Proposals by the English and Scottish Law Commissions to introduce statutory remedies for late payment of claims were not ultimately included in the final text of the Insurance Act 2015. However the Government has now launched a fresh attempt to change the current law, under which insurers are under no legal obligation (per Sprung v Royal Insurance (UK) Ltd)1 to pay valid claims within a reasonable time.
On 17 September 2015 the Enterprise Bill (the Bill) was published with the aim of addressing some of the most significant issues facing businesses today. Late payment of insurance claims has been identified by HM Treasury as one of these, described in a Government press release as “a major problem”. The proposed solution is to amend the Insurance Act 2015 (due to come into force in August 2016) to oblige insurers to make prompt payments of claims or face paying damages to policyholders.

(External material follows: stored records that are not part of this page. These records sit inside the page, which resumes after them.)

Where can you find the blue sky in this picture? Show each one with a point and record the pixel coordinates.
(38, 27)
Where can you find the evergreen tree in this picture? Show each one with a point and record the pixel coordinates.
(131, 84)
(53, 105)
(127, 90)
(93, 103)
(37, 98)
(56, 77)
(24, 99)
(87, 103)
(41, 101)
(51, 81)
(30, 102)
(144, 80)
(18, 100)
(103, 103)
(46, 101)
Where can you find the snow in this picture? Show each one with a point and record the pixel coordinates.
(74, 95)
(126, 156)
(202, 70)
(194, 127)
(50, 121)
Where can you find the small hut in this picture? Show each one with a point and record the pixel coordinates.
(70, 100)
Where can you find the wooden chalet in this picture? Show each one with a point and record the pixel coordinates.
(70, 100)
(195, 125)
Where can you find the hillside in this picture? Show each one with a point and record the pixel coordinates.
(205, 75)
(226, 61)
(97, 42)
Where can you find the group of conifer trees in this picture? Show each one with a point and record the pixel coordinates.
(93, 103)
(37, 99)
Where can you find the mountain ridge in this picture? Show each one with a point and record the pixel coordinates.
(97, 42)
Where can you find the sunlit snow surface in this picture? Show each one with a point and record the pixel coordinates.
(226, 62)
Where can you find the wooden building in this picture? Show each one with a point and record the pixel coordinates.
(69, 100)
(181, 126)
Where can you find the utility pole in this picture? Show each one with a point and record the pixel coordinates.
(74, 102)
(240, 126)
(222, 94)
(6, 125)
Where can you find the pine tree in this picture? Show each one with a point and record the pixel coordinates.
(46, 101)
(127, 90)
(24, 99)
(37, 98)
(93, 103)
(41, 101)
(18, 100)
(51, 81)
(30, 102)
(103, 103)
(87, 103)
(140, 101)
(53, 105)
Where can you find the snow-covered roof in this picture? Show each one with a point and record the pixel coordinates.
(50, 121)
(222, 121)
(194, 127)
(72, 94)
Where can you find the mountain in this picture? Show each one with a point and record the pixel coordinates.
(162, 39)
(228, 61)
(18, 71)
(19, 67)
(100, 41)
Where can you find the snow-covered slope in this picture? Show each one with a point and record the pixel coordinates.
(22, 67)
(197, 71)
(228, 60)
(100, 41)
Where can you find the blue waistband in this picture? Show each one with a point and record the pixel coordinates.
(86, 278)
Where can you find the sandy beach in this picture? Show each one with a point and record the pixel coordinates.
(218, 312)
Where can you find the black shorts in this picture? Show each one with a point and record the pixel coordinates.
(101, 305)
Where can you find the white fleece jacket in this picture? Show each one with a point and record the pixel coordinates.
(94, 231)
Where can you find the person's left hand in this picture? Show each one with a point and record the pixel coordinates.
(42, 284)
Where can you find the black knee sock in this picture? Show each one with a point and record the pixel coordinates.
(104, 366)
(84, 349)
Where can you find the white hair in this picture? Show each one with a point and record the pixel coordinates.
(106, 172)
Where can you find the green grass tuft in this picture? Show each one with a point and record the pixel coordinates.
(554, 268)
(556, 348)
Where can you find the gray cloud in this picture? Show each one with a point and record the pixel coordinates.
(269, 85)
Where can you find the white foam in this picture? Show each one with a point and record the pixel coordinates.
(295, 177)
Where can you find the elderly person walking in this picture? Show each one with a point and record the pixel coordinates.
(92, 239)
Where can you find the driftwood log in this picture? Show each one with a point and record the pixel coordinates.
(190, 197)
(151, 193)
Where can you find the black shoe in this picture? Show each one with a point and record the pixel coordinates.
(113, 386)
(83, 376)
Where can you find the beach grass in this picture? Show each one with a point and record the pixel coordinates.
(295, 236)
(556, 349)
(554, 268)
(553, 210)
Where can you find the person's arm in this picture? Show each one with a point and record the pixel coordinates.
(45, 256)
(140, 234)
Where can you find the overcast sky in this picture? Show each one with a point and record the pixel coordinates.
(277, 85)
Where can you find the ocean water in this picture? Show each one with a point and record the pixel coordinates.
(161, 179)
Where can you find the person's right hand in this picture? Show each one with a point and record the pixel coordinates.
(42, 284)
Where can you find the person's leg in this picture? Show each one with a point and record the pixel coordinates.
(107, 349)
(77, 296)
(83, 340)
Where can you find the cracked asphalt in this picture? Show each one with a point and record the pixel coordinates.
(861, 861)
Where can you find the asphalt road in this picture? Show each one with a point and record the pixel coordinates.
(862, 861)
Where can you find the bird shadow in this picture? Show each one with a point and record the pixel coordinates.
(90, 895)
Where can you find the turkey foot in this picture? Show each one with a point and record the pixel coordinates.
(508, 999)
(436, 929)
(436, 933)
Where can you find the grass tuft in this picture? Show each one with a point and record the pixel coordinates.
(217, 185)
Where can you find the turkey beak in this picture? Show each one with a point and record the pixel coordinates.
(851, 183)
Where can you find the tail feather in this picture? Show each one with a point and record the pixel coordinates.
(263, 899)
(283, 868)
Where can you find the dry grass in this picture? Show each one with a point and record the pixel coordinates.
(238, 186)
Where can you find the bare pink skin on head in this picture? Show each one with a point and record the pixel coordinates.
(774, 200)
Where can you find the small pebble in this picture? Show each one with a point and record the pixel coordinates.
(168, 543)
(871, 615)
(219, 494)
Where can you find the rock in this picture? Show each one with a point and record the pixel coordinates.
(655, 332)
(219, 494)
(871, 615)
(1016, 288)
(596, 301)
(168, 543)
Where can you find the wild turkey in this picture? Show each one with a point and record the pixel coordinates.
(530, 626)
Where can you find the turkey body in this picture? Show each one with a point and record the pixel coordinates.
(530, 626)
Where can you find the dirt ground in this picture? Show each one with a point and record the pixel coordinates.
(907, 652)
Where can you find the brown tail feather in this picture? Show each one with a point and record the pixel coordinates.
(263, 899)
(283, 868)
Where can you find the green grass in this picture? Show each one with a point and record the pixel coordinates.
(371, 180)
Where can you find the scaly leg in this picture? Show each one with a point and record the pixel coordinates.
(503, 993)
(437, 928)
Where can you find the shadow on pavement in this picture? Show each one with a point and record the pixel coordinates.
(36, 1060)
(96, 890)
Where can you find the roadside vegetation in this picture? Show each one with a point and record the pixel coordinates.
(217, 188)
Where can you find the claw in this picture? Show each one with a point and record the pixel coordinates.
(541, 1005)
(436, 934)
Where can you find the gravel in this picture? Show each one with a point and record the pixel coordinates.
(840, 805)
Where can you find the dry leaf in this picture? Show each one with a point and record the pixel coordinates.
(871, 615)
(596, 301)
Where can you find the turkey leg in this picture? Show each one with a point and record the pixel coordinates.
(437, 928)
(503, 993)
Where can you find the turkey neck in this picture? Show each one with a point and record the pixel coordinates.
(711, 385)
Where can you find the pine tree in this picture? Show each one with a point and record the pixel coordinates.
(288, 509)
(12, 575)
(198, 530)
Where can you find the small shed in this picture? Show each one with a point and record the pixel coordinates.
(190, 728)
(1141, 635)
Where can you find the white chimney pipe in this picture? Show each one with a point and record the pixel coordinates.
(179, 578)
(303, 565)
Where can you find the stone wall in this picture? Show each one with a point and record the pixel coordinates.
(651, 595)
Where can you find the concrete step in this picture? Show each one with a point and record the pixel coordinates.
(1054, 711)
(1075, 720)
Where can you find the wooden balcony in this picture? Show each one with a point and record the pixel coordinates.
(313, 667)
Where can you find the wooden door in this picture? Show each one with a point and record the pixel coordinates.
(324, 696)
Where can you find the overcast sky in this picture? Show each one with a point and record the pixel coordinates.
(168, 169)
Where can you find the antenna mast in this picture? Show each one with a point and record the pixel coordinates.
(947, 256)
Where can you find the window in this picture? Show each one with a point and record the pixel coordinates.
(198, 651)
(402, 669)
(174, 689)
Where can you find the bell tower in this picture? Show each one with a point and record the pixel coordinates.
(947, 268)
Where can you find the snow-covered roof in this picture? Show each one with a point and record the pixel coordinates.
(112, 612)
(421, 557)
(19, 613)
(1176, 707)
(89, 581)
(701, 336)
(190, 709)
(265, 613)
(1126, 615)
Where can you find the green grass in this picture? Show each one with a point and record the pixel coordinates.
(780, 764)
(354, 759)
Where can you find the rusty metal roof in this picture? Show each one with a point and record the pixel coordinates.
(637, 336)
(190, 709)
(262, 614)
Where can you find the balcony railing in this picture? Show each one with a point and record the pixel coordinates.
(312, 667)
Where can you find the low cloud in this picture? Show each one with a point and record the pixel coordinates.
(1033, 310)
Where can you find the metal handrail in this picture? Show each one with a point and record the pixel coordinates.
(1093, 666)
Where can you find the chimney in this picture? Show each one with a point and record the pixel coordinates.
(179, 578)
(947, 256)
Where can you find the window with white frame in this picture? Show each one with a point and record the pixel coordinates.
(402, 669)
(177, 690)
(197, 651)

The Bill seeks to make it an implied term of every insurance contract that insurers will pay claims within a reasonable time. “Reasonable time” is not conclusively defined in the Bill; it is said to be dependent on circumstances and to include “a reasonable time to investigate and assess the claim”, taking into account factors such as the type of insurance, the size and complexity of the claim and factors outside the insurer’s control. The Bill makes clear that the implied term will give rise to a right to claim damages in addition to any right to enforce payment of the claim and any interest on the sum.
The Bill does propose to provide a defence in circumstances where payment is withheld pending resolution of a dispute with the policyholder, but it places the burden upon the insurer to show that there were reasonable grounds for disputing the claim. The draft wording also includes a clause which states that “the conduct of the insurer in handling the claim may be a relevant factor in deciding whether that term was breached and, if so, when.”
In line with many other provisions of the Insurance Act 2015, it is anticipated that insurers will be able to contract out of this new implied term when the policyholder is not a consumer (though not when there has been deliberate or reckless breaches of the implied term).
The Insurance Bill, which resulted in the Insurance Act, followed the special procedure for uncontroversial Law Commission Bills. By contrast the Enterprise Bill must go through the full process of parliamentary debate in both Houses, beginning with the first debate in the House of Lords on 12 October 2015. It remains to be seen whether these proposals will survive intact and, if so, how long they will take to become law.